The assistant will likely suggest a regex starting with something like ^[a-zA-Z0-9._%+-]+, where:
→ The ^ symbol marks the beginning of the line: the email address must start here. → The characters in brackets […]+ specify that the email must contain one or more (+) of the listed characters: lowercase letters (a-z), uppercase letters (A-Z), digits (0-9), or certain special characters such as dot (.), underscore (_), percent (%), plus (+), or hyphen (-). → The part that follows the @ symbol—required in every email address—can vary and may be more or less strict depending on the assistant’s (probabilistic) output. If you have specific requirements for this part, feel free to share them with the assistant to refine the pattern.

Keep in mind that while the assistant can save you time on repetitive and tedious tasks, it is essential to check and adjust the generated code to ensure it meets your needs.

  • If you want to add more constraints to domain names, you can ask the assistant:
    What are the common rules for domain names in email addresses?

  • Once you're familiar with those rules, ask your assistant to rewrite the isValidEmail method to take these constraints into account.

2.4.2 Exploring for the Joy of Discovering New Tools

  • Email validation is not a feature specific to your application. It’s clear that many developers have implemented this rule before you. Out of curiosity, you could ask your assistant:
    Can you write this code differently?
    Are there other ways to validate an email besides pattern matching?
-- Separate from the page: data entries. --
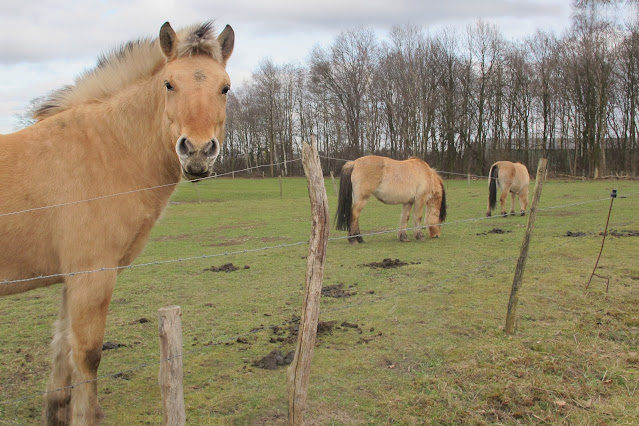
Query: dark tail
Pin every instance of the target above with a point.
(345, 199)
(492, 186)
(442, 208)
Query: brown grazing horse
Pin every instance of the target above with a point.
(149, 113)
(512, 178)
(410, 182)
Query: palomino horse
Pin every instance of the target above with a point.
(148, 113)
(409, 182)
(512, 178)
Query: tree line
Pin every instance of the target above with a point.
(460, 99)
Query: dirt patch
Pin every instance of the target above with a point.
(336, 291)
(289, 334)
(179, 237)
(112, 345)
(227, 267)
(177, 203)
(389, 263)
(498, 231)
(272, 239)
(577, 234)
(622, 233)
(274, 360)
(231, 242)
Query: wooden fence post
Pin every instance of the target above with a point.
(334, 184)
(280, 177)
(523, 254)
(298, 373)
(170, 378)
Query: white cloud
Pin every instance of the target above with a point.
(46, 43)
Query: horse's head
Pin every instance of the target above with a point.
(196, 86)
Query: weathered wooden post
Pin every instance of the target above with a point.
(170, 377)
(280, 177)
(523, 254)
(334, 184)
(299, 372)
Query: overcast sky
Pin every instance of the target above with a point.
(46, 43)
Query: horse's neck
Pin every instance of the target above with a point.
(136, 118)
  • Your assistant will likely encourage you to explore further by suggesting questions like:
    What are other ways to validate an email address in Java?
    What third-party libraries are available to validate email addresses in Java?
    […]

This way, you’ll discover that there are several approaches to email validation besides pattern matching. Why reinvent the wheel? After this enriching conversation, you can choose the solution that best fits your needs.

2.4.3 Exploring Support for Data Format Conversion

The last small use case you’ll explore in this project is data format conversion. Ask your assistant in the chat:
Add a method to export book data as JSON.

The assistant should then guide you on where and how to implement this method.

2.4.4 Going Further

Depending on your context and needs, you’ll discover many other use cases as you move through the development process. Now it’s your turn to explore!